The Birth of MEMPLEX: Learning from Every Protein

What Dobbie helped us discover is that there is no universal “one-size-fits-all” recipe for membrane proteins. Each protein had its own preferred chemical environment. However, we wondered: could we learn from these patterns? Could data from past experiments help guide the synthesis of new, untested proteins?

This question gave rise to MEMPLEX, our Membrane Protein Learning and Expression platform. Using machine learning, we trained an algorithm to identify which protein features correlated with successful synthesis. Simple characteristics, such as size or the number of transmembrane domains,  were not enough. Instead, we had to dig deeper, focusing on the structure of the proteins and extracting features like the hydrophobicity of membrane-contacting amino acids. As expected, a protein’s relationship with the lipid bilayer turned out to be key.

With these insights, MEMPLEX can now predict whether a new protein is likely to be successfully synthesized within our platform.

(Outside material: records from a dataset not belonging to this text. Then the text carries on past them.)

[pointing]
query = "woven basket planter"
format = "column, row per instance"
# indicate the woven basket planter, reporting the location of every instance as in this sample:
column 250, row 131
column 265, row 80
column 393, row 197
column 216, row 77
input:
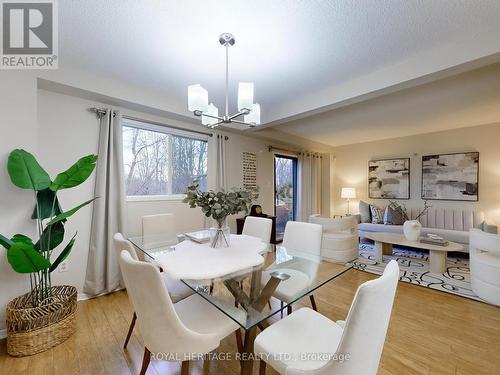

While it can’t yet suggest perfect reaction conditions without initial screening, it dramatically streamlines the optimization process, making future experiments faster and more targeted.

Dobbie Lives On

For me, this project was more than platform development. It was a bridge. As a new PhD student joining this work alongside a colleague finishing their PhD, MEMPLEX became a vehicle for knowledge transfer. Today, I use Dobbie for my own experiments, studying protein synthesis on artificial extracellular vesicles. The tools, workflows, and lessons from this project continue to evolve and support new research. 

What’s Next for Membrane Protein Synthesis?

Our journey with MEMPLEX shows that while membrane proteins resist simple solutions, combining high-throughput experimentation with machine learning can transform a messy trial-and-error process into a systematic, predictive workflow. This approach holds promise not just for academic curiosity, but for accelerating drug discovery, biomaterials engineering, and understanding the fundamental biology of membrane proteins.

And as for Dobbie? He’s still hard at work, quietly (and precisely) printing droplets, sixty nanoliters at a time.